Nesse jogo perdeu-se um guarda-redes, marcado pela íntima ignomínia de um
frango colossal. Nunca deixei, porém, de assistir aos jogos do Portalegrense, e
ainda hoje procuro nas páginas dos desportivos os resultados dos clubes da
terra. Infelizmente, não muito brilhantes.
Estudava
no liceu local. Chamava-se Mouzinho da Silveira. Era um casarão enorme, que
hoje sei não ser assim tão enorme, para onde se ia diariamente com um misto de
prazer e de terror. Muita coisa, boa e má, por lá se passou, das amizades aos
primeiros amores, das torturas provocadas por certos professores aos
ensinamentos que outros nos ofereciam com generosidade. O recreio, que ficava
lá para trás, era o momento de relaxe por que se ansiava... As melhores
recordações do liceu foram, obviamente, os primeiros amores. Mas havia bons
professores e matérias que me ocupavam com prazer. Tinha dezoito a Desenho, e
quase sempre negativa a Matemática. José Régio chumbou-me um ano a Francês, mas
o Inglês era a tragédia nas línguas, onde era bom era a Português. Gostava de
História, de Geografia, de Física, mas nunca fui um aluno exemplar. Passava, o
que já não era mau, mas foi no meu último ano em Portalegre que chumbei o 5º
ano. Meu único ano de chumbo. Repeti-o no ano seguinte, no Gil Vicente, em
Lisboa, e, no sexto, no Pedro Nunes, estive pela primeira e única vez, no
Quadro de Honra. Experimentei, pois, todas as emoções no liceu.
Nos
anos 50, como hoje, havia de tudo no ensino, professores que eram companheiros
mais velhos e mais sabedores, e carrascos que faziam valer o seu poder para
literalmente aterrorizarem quem lhe passava por perto. E havia ainda uma massa
de professores e alunos mais ou menos indiferentes, que não recordo, nem pela
positiva, nem pela negativa. Mas, apesar de tudo, o balanço é favorável. A
escola, por aquele tempo, era "o sítio onde se ia ter aulas". E ter
aulas, não era algo que a escola transformasse numa actividade excitante.
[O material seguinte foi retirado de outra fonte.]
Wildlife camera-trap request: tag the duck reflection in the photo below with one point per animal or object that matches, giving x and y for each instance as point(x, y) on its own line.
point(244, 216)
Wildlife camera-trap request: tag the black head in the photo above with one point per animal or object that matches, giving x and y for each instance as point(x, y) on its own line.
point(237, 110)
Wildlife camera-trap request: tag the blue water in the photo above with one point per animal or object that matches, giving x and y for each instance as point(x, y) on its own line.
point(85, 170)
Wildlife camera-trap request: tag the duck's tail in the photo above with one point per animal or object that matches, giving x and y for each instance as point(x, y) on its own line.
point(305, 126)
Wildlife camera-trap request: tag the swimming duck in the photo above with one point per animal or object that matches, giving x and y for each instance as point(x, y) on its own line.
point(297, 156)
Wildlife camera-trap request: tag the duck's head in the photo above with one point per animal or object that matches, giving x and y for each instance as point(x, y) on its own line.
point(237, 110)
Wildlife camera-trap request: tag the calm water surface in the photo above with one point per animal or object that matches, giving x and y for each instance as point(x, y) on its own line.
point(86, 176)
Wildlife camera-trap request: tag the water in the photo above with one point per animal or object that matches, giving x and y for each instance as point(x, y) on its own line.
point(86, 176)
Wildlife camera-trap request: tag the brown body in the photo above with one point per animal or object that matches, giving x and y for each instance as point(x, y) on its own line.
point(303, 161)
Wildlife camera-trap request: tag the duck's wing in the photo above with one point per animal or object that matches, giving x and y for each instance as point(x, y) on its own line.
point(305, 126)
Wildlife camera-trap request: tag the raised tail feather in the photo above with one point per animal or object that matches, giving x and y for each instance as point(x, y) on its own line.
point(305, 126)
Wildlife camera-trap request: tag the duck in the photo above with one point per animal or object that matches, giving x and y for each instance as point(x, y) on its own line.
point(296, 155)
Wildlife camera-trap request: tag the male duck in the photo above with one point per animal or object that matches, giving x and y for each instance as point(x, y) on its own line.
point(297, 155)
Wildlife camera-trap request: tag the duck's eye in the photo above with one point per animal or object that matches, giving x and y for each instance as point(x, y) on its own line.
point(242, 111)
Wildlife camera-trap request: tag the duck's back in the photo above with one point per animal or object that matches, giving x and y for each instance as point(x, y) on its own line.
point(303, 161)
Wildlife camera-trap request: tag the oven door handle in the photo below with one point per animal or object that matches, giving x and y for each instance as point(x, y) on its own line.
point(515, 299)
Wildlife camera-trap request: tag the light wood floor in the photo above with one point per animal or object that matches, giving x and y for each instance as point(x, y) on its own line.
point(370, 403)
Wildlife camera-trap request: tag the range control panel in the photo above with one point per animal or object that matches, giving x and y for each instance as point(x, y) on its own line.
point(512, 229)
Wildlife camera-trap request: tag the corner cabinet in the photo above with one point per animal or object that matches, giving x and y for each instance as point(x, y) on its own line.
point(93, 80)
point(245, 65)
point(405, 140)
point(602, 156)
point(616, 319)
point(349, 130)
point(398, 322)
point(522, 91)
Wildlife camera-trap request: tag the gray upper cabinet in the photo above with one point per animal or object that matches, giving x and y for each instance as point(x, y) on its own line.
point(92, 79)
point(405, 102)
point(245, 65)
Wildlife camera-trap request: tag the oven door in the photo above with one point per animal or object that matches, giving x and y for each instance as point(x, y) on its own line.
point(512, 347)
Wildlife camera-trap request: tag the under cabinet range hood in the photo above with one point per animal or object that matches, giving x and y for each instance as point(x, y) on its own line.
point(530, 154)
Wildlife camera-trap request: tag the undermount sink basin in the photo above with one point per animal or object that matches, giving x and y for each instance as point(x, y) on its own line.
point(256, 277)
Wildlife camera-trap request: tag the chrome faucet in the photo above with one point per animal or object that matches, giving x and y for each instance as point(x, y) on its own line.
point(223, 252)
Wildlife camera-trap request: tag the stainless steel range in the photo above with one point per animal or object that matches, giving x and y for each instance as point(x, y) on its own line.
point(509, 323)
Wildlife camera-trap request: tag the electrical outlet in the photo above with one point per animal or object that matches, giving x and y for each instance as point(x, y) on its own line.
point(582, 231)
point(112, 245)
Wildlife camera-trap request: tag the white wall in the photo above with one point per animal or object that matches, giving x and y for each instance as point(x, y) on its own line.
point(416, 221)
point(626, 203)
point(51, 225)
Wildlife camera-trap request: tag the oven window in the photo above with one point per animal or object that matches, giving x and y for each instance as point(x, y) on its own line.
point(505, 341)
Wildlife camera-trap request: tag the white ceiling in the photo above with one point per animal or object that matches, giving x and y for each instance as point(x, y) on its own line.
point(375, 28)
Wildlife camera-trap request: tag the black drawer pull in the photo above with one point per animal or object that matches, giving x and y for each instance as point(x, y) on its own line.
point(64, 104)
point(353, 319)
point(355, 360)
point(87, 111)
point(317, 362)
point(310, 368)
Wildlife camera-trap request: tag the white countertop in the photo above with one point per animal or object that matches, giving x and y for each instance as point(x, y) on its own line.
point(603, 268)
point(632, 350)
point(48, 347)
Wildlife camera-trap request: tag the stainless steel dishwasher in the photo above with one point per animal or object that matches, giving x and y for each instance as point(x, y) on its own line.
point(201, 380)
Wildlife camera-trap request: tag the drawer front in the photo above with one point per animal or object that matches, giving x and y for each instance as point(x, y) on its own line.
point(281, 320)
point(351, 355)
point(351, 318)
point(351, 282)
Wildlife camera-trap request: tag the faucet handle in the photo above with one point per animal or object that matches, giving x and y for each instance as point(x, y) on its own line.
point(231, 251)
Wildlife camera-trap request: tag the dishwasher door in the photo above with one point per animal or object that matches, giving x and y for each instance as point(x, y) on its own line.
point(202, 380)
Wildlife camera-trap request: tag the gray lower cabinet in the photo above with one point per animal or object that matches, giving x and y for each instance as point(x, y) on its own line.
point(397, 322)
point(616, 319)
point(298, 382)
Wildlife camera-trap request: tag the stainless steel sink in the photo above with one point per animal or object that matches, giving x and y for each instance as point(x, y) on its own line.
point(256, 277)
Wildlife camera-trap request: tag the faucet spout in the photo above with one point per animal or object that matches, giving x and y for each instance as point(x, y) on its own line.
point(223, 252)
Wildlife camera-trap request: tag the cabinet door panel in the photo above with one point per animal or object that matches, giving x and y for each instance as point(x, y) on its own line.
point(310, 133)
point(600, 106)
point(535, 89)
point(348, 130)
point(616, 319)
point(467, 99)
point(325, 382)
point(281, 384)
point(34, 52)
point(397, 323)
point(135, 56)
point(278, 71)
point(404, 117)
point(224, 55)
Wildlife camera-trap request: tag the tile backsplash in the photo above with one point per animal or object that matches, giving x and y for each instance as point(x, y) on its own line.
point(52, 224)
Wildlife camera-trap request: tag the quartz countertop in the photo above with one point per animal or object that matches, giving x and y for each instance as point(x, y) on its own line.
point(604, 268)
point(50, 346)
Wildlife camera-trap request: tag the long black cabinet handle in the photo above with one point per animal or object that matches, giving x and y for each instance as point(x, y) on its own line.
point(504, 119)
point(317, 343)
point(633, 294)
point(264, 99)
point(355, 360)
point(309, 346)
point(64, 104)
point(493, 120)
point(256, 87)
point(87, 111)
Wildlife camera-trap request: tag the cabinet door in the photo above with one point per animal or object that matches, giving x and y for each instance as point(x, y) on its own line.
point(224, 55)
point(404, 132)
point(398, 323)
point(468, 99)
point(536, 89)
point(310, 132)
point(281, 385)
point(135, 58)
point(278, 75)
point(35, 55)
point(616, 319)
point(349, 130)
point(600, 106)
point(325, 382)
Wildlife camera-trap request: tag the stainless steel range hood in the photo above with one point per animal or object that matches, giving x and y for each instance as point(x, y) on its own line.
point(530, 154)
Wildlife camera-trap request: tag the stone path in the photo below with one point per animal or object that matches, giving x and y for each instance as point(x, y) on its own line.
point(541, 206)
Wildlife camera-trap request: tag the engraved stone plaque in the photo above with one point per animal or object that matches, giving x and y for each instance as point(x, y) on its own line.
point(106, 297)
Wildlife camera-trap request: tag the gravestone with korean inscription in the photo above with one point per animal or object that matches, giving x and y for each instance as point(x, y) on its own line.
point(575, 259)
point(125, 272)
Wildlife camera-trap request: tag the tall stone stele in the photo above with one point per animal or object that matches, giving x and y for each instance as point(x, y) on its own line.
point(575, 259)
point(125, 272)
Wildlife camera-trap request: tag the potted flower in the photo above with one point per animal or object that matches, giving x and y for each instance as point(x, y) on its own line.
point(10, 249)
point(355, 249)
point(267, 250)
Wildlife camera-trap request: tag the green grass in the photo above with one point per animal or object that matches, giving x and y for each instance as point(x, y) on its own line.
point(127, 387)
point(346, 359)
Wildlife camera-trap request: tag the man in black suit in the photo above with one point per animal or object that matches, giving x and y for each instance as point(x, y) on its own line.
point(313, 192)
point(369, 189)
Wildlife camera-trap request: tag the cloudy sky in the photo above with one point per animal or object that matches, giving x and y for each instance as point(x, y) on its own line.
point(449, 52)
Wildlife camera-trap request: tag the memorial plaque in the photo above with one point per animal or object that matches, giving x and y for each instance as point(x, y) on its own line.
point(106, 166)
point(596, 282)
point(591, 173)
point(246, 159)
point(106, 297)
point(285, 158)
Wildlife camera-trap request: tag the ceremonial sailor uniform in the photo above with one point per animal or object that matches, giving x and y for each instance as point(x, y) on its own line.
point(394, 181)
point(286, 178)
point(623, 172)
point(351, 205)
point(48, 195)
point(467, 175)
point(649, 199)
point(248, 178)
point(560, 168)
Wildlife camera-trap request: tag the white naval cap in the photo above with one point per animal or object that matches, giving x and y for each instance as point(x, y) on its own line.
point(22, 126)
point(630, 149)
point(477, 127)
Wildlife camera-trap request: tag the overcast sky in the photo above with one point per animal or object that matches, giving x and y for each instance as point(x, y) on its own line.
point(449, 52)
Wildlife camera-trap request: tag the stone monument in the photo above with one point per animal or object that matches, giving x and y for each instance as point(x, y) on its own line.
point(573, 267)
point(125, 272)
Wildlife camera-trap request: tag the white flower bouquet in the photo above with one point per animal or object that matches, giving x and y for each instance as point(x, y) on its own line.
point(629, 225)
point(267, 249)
Dependia essencialmente dos professores, do seu saber e da sua generosidade. Ou
da ausência de tudo isso. Gostava que hoje a escola fosse um local para onde os
alunos fossem com vontade de irem aprender, conviver com os colegas e ouvir os
amigos mais velhos ensinarem-lhes coisas importantes para a sua vida. Mas será
que já mudou tanto? Essa, de Portalegre, e todas as outras, em Portugal?
Mas
tive pesadelos que não esqueço: um sinistro interrogatório, verdadeiramente
inquisitorial, com ameaças de inferno e labaredas eternas, que um padre,
professor de moral, um dia me fez, depois de me fechar à chave numa sala de
aula. Do alto do estrado, vociferando, é uma recordação que ainda hoje não me
abandonou, e que um dia, anos mais tarde, revi, tal e qual, num filme de
Fellini, creio que em “Amarcord”. Nesse dia aprendi o que era o terror e o
fanatismo de uma certa Igreja, que não desculpa os “pecados da carne”. Mas a
Igreja não ficou para sempre manchada no meu coração, porque havia um padre
Diogo e um cónego Anacleto, amigos da casa e amigos da tolerância, que
contrabalançaram a desdita. Agora ambos têm nomes nas ruas da cidade, enquanto
o outro nem eu lhe recordo o apelido.
Há
uns anos, um jornal de estudantes da terra entrevistou-me e perguntou-me quem e
o que eu retinha da minha passagem por Portalegre. Ao que respondi: “Tanta
gente, a começar pelo meu pai (agora também a minha mãe), e pelos tempos que
com ele vivi em Portalegre - acompanhei-o tantas vezes, quando ia de cavalete e
tintas, pintar para o campo -, continuando por tantos amigos, e tantos
acontecimentos que me deram um real prazer em passar esses anos da minha vida em Portalegre. Para
lá dos já por demais citados jornais, “A Rabeca” e “ O Distrito”, e os filmes vistos
no velho “Teatro Portalegrense” e no “Cine Parque”, a inauguração do “Crisfal”,
as idas ao futebol, torcer pelo “Portalegrense”, os passeios pelos arredores,
as festas populares, nas capelinhas que havia à volta da cidade e em São Mamede , o “Café Alentejano”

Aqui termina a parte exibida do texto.